Months ago, Brenda recommended that I read Bird by Bird. Recently, I came across the book as I was browsing the library and was all to happy to try it out. A guide to writing, Bird by Bird read a little like a humorous and neurotic (in a charming way) memoir and was such an addictive read.
Ann Lamott provided a very nurturing guide. She coddled the aspiring writer with pretty obvious writing advice. Keep writing. Don’t write to be published, write to write. Get it all out and screw getting it perfect the first few time. She also rallied to not force your plot on your characters. Get to know the characters as they develop through writing, and if the plot doesn’t suit their way of life or personalities, ditch the plot and let the characters lead and navigate the story. I thought this “get to know your characters” approach very liberating and whimsical and it made me want to try writing fiction. In the end, the fact that she made me laugh out loud with her personal anecdotes, appreciate how versatile gardens are as metaphors, (I already turned in the library book or I’d share that excerpt on gardens with you), and made me consider writing fiction just for the sake of writing, has made this book one of my favorite books this year.
I can’t say enough how Bird by Bird was an enjoyable read, even for those who don’t write creatively. There was one piece of advice that spoke to me. I thought it was great general life advice regarding those frenemies who are prone to schadenfreude. Her advice is simply to be rid of them.
I don’t think you have time to waste not writing because you are afraid you won’t be good enough at it, and I don’t think you have time to waste on someone who does not respond to you with kindness and respect. You don’t want to spend your time around people who make you hold your breath. You can’t fill up when you’re holding you breath. And writing is about filling up, filling up when you are empty, letting images and ideas and smells run down like water – just as writing is also about dealing with the emptiness. The emptiness destroys enough writers without the help of some friend or spouse.
More Excerpts
“Novels ought to have hope; at least, American novels ought to have hope. French novels don’t need to. We mostly win wars, they lose them. Of course, they did hide more Jews than many other countries, and this is a form of winning.”
“You avoid forcing your characters to march too steadily to the drumbeat of your artistic purpose. You leave some measure of real freedom for your characters to be themselves.

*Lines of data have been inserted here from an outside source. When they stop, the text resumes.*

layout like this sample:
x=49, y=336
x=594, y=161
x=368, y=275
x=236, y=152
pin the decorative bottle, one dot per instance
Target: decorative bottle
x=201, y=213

And if minor characters show an inclination to become major characters, as they’re apt to do, you at least give them a shot at it, because in the world of fiction it may take many pages before you find out who the major characters really are, just as in the real world it may take you many years to find out that the stranger you talked to once for half an hour in the railroad station may have done more to point you to where your true homeland lies than your priest or your bet friend or even your psychiatrist.”
Recommended Reading:
Two years ago, I read Stephen King’s On Writing and loved it. Also a guide on writing and memoir.